Ministerie van Buitenlandse Zaken

over een overeenkomst tussen Pakistan en de VS over inlichtingen aangaande de levering van kernwapentechnologie aan Iran

Beantwoording KV Karimi over een overeenkomst tussen Pakistan en de VS over inlichtingen aangaande de levering van kernwapentechnologie aan Iran

Aan de Voorzitter van de Tweede Kamer der Staten-Generaal Binnenhof 4
Den Haag

Directie Veiligheidsbeleid
Bezuidenhoutseweg 67
Postbus 20061
2500 EB Den Haag

Datum

20 januari 2005

Behandeld

DVB/NN

Kenmerk

DVB/NN-006/05

Telefoon

+31 (0)70 3485251

Blad


1/3

Fax

+31 (0)70 3485684

Bijlage(n)


1

Dvb-nn@minbuza.nl

Betreft

Beantwoording vragen van het lidKarimi over een overeenkomst tussen Pakistan en de VS over inlichtingen aangaande de levering van kernwapentechnologie aan Iran

Graag bied ik u hierbij de antwoorden aan op de schriftelijke vragen gesteld door het lid Karimi over een overeenkomst tussen Pakistan en de VS over inlichtingen aangaande de levering van kernwapentechnologie aan Iran. Deze vragen werden ingezonden op 24 december 2004 met kenmerk 2040505590.

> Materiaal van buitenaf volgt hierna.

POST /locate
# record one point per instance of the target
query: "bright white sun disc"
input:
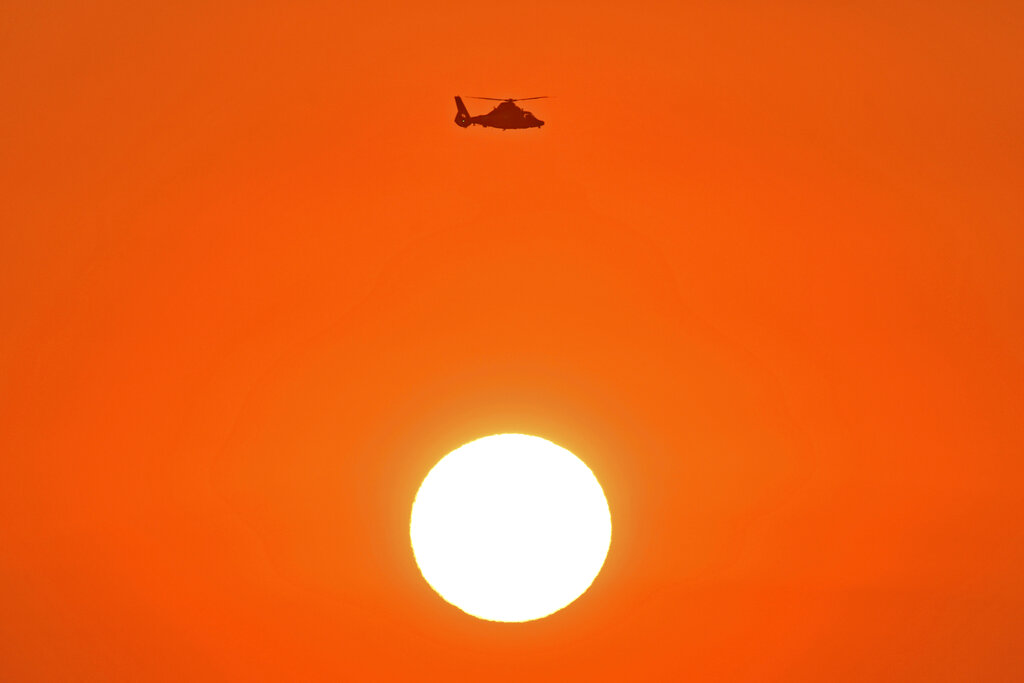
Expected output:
(510, 527)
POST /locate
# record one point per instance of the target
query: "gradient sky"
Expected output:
(762, 270)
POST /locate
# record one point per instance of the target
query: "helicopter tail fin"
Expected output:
(462, 118)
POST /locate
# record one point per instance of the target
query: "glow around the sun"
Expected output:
(510, 527)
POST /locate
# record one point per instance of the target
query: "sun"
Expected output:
(510, 527)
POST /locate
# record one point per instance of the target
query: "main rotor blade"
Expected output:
(508, 99)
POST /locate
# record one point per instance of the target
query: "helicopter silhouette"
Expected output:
(506, 116)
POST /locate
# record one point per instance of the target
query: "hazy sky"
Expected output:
(761, 270)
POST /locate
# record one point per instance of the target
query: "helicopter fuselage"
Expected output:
(506, 116)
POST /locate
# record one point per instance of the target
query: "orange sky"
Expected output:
(761, 270)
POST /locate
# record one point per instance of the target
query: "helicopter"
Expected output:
(506, 116)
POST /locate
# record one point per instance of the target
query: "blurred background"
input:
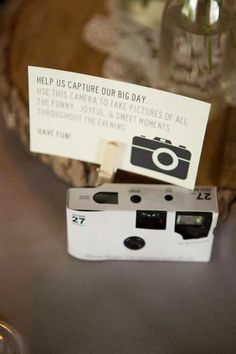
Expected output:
(183, 46)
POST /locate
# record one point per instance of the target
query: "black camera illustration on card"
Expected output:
(160, 155)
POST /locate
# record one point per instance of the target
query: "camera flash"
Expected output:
(190, 220)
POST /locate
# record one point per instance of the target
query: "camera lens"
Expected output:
(134, 243)
(165, 159)
(135, 198)
(168, 197)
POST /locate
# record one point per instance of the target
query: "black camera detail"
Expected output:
(134, 243)
(160, 155)
(151, 219)
(193, 225)
(106, 198)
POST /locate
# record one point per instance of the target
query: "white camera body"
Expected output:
(141, 222)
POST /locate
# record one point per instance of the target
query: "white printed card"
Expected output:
(74, 115)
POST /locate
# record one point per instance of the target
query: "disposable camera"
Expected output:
(141, 222)
(160, 155)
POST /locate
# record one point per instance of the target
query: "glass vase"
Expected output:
(195, 40)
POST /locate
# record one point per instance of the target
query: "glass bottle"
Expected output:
(195, 36)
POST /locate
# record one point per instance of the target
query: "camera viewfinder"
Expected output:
(151, 219)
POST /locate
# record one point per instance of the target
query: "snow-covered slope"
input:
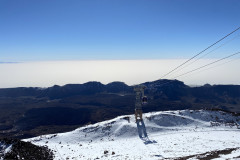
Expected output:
(168, 134)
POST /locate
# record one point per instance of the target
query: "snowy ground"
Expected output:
(161, 135)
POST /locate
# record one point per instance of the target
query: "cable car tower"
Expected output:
(140, 100)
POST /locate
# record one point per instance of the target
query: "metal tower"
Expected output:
(138, 104)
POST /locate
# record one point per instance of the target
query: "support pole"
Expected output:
(138, 104)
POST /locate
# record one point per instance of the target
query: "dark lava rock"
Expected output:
(25, 150)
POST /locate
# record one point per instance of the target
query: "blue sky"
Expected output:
(46, 30)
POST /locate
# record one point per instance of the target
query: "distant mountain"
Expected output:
(32, 111)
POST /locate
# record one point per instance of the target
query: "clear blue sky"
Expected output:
(36, 30)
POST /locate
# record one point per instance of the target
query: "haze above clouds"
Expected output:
(49, 73)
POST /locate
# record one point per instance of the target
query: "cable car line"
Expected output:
(200, 53)
(207, 65)
(212, 51)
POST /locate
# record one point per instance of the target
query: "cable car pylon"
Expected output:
(140, 100)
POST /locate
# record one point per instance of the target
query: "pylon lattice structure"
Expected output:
(138, 104)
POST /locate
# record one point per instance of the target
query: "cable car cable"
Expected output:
(207, 65)
(200, 53)
(211, 51)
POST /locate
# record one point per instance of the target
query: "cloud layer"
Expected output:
(45, 74)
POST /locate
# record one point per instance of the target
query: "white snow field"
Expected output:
(161, 135)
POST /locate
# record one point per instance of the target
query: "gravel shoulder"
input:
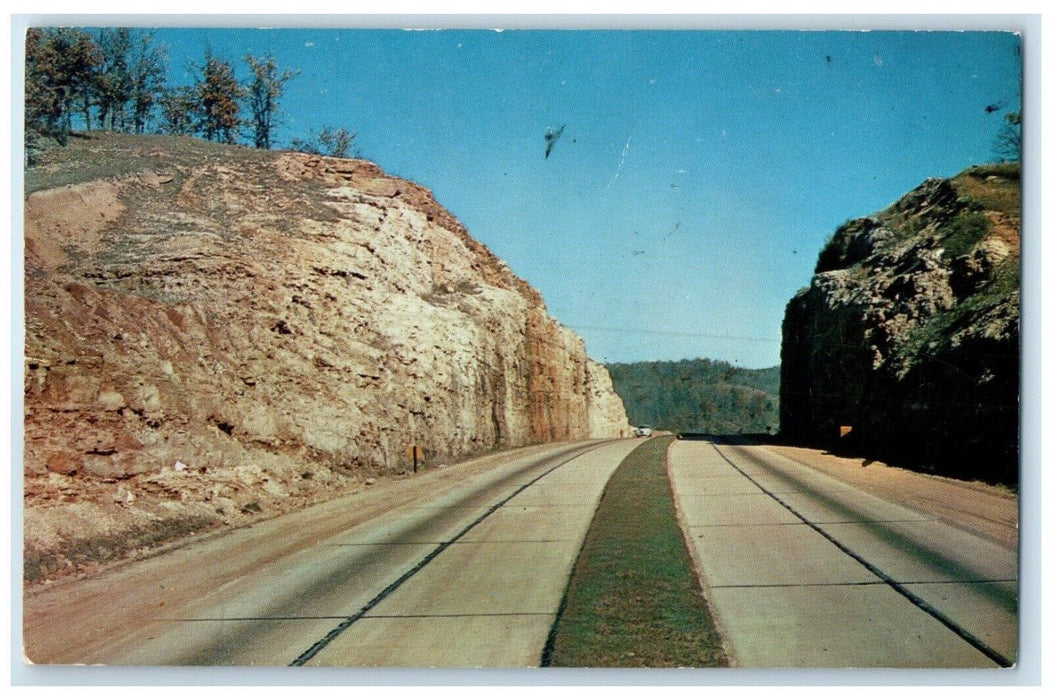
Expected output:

De Minister van Buitenlandse Zaken,

Dr. B.R. Bot

Vragen van het lid Karimi (Groenlinks) aan de minister van Buitenlandse Zaken over inlichtingen aangaande de levering van kernwapentechnologie aan Iran

Vraag 1
Is het waar dat er een overeenkomst is afgesloten tussen Pakistan en de VS over het geven van inlichtingen aangaande de kernwapen/kernenergietechnologie die door het netwerk van dr. A. Khan aan Iran is geleverd? 1)

Vraag 2
Waarom is het Internationaal Atoomagentschap (IAEA) niet bij deze overeenkomst betrokken? Hoe luidde de reactie van het IAEA op de overeenkomst tussen de VS en Pakistan?

Vraag 5
Vreest u niet dat door de eerder genoemde bilaterale overeenkomst tussen de VS en Pakistan nuttige en belangrijke informatie over het netwerk en de leveranciers aan het IAEA wordt onthouden? Zo neen, waarom niet? Zo ja, welke actie bent u voornemens te ondernemen opdat het IAEA deze informatie alsnog kan krijgen?

Antwoord
De regering is niet bekend met het bestaan van een dergelijke overeenkomst. De VS ontkent dat er sprake is van een dergelijke overeenkomst en het IAEA stelt niet over informatie terzake te beschikken.

Vraag 3
Heeft het IAEA inmiddels de mogelijkheid gekregen van dr. A. Khan te ondervragen?

Antwoord
Het IAEA beschikt over de mogelijkheid dr. A. Khan schriftelijk vragen voor te leggen.

Vraag 4
Deelt u de mening dat informatie over dr. A. Khan en zijn netwerk aan het IAEA behoort te worden overgedragen?

Antwoord
Ja.


1) The News International, Pakistan, 20 december jl. `US to be provided Iran-related N-material: report'.